I persisted. “But why should I use a chatbot instead of doing it myself?” I asked.
IBM Watson seemed determined to let me know that the conversation was not about my questions. “I’m trained to turn things on or off in the car dashboard, play music and find nearby amenities like restaurants, gas stations and restrooms,” the chatbot said.
Would IBM Watson give this response to anything I said? I asked, “Why should I ride a skateboard?”
Once again, IBM Watson spat its default message at me. “I’m trained to turn things on or off in the car dashboard, play music and find nearby amenities like restaurants, gas stations and restrooms,”
This isn’t chatting, I thought. I decided to get more philosophical with a pop culture reference. “Why do birds suddenly appear every time you are near?” I asked.
IBM couldn’t tell I was coming on to it, apparently.
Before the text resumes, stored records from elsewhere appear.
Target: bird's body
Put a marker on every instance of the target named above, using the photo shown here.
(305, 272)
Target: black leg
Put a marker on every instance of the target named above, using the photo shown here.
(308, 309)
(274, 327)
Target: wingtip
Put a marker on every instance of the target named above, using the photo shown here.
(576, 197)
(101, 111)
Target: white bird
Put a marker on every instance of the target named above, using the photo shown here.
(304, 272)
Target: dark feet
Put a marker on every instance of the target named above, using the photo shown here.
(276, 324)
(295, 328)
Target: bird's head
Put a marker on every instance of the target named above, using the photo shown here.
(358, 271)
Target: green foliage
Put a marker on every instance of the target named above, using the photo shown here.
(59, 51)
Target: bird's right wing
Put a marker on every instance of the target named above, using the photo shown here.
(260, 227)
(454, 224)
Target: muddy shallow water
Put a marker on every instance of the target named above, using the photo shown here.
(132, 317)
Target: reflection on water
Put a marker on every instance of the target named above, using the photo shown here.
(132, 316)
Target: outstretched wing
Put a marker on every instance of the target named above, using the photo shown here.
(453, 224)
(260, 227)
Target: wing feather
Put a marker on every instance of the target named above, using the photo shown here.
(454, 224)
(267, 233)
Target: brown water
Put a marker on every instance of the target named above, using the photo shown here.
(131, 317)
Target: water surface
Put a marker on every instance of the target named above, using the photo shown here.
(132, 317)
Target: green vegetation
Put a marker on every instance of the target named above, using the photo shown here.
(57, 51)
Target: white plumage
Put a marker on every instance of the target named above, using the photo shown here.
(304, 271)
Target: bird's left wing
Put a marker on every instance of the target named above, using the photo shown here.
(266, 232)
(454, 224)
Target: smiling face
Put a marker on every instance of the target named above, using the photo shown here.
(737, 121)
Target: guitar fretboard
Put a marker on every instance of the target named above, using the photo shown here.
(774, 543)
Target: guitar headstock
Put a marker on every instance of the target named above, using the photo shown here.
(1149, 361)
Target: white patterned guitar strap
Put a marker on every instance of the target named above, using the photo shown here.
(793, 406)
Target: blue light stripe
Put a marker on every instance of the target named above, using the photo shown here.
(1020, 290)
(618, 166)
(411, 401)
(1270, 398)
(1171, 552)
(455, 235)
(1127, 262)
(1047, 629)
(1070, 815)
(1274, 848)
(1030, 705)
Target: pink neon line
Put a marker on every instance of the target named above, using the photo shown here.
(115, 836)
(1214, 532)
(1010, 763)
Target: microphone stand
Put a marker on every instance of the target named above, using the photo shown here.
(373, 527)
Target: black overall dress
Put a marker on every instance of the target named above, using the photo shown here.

It merely noticed that I had used the word “time”, and so responded, “My system tells me that the date is Tue, 5 Sep 2017.” That wasn’t even the time of day.
“Did you really think I was asking about the time?” I wrote. “Doesn’t IBM Watson have popular song lyrics in its database?”
Once again, IBM Watson recognized one word that it knew. It decided that I had given it an order. “Great choice! Playing some pop for you.”
I decided to provide some simple correction to the chatbot. “I didn’t ask you to play music for me,” I wrote.
IBM Watson was unperturbed, and started making judgments about my likely music preferences. It responded, “Unfortunately I don’t have any Soundtrack music in my collection. Try genres like jazz or rock.”
I couldn’t take it any more. If IBM wanted merely to respond to driving directions, I would give it one. “Drive off the road and crash,” I typed into the driving simulator.
Even this message was not clear. “I understand you want me to turn on something. You can say turn on the wipers or switch on the lights.”
Off. I said the word “off,” and Watson thought I wanted something turned on.
Somebody call Ray Kurzweil and tell him that he might want to postpone making any more predictions about The Singularity for another 25 years or so.